On a connu Josh Tillman en tant que batteur des Fleet Foxes, tout seul avec sa guitare acoustique et en amuseur public de concerts en tant que Father John Misty. Autant dire qu’il a déjà un joli parcours derrière lui pourtant, si ses expériences passées semblaient déjà bien convaincantes, il semble avec ce nouveau projet se réaliser complètement.

On est avec son troisième album toujours sur le fil, entre l’époustouflant (Total Entertainment Forever) et l’anodin, l’ample et le trop riche. Un peu à l’image ses interviews qu’il donne.
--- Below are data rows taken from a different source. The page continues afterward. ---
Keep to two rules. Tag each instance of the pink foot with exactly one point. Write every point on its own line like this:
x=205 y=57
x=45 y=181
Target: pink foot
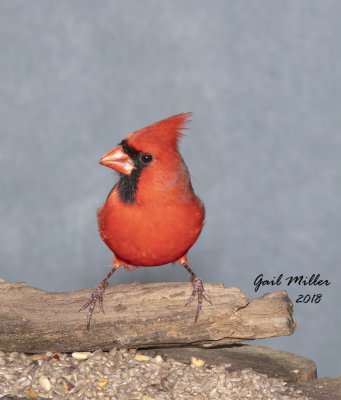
x=198 y=288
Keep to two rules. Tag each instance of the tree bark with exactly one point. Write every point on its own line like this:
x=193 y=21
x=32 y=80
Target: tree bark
x=137 y=315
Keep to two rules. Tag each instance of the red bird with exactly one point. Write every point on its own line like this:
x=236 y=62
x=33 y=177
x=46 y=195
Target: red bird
x=151 y=216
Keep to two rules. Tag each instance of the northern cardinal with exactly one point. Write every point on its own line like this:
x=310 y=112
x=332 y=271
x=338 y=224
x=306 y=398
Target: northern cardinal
x=151 y=216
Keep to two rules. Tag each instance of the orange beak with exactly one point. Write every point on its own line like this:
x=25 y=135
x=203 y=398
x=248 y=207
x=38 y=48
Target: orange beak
x=118 y=160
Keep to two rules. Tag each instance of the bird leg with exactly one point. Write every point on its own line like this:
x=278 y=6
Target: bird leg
x=97 y=294
x=198 y=288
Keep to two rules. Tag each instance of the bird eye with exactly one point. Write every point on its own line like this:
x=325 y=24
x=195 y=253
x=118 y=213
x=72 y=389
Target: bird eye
x=146 y=158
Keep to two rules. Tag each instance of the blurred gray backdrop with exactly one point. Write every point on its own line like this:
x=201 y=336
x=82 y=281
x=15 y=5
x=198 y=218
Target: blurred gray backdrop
x=263 y=80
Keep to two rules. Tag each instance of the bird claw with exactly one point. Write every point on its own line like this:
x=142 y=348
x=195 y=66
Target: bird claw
x=198 y=288
x=97 y=294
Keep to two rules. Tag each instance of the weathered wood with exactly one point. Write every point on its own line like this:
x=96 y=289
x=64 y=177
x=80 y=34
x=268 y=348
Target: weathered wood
x=137 y=315
x=274 y=363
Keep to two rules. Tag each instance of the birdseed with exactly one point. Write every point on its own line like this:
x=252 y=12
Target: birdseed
x=119 y=375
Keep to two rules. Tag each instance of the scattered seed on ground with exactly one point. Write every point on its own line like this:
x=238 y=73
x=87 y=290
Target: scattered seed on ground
x=123 y=374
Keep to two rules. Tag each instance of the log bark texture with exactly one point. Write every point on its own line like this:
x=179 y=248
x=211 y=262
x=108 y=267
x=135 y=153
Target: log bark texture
x=137 y=315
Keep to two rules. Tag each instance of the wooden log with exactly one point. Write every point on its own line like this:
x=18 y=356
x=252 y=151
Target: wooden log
x=137 y=315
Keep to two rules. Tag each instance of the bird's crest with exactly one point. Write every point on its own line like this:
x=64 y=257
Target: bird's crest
x=163 y=133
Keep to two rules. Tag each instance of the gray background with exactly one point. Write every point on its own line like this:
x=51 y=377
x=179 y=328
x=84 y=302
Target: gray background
x=263 y=81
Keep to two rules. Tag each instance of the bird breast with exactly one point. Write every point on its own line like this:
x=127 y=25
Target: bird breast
x=151 y=233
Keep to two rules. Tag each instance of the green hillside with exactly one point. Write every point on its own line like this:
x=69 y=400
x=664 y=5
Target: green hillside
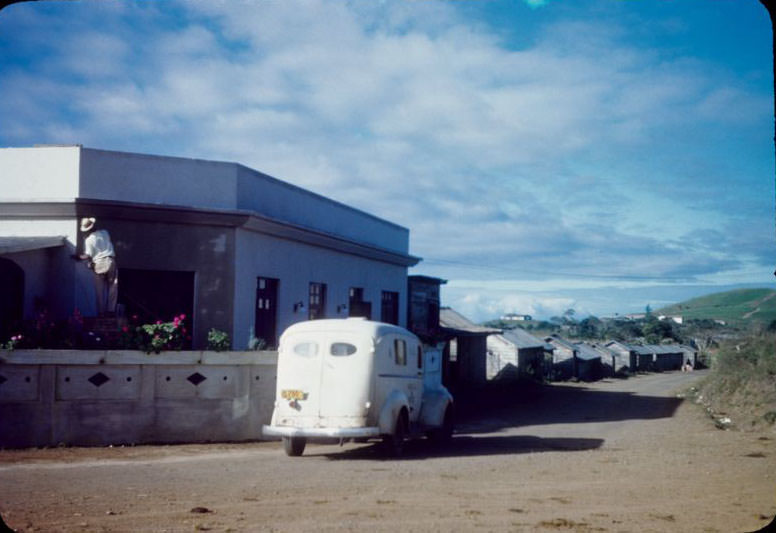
x=736 y=307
C’est sans doute aussi une des raisons d’une popularité croissante. Oui, de la balade avec une batterie immuable qui semble avoir été enregistrée dans les années ’70. Dans le genre, c’est plus gratifiant et moins kitsch que ce que nous a livré l’acclamé Tobias Jesso il y a deux ans. Ceci dit, si on est un peu inattentifs et qu’on a oublié le pédigrée du bonhomme, on pourrait se croire sur un Elton John hors d’âge

Mais Josh se donne les moyens de sa politique, et rien que ça force le respect. Cet album très généreux dans sa durée (propose des chansons qui font la part belle aux textes, ce qui ne facilite pas sa diffusion de par chez nous mais participe de sa popularité outre-Atlantique. Ce qui nous vaut aussi des morceaux prolixes de dix ou treize minutes.

Au final, on ressort un peu lessivés mais contents d’avoir fréquenté celui qui se présente mine de rien comme un des auteurs de notre époque. (Marc)


P.-S.

(*) « We Release Whatever The Fuck We Want »… Nom à la fois incongru et pourtant si seyant pour un label qui assume avec autant de truculence ses choix à risques.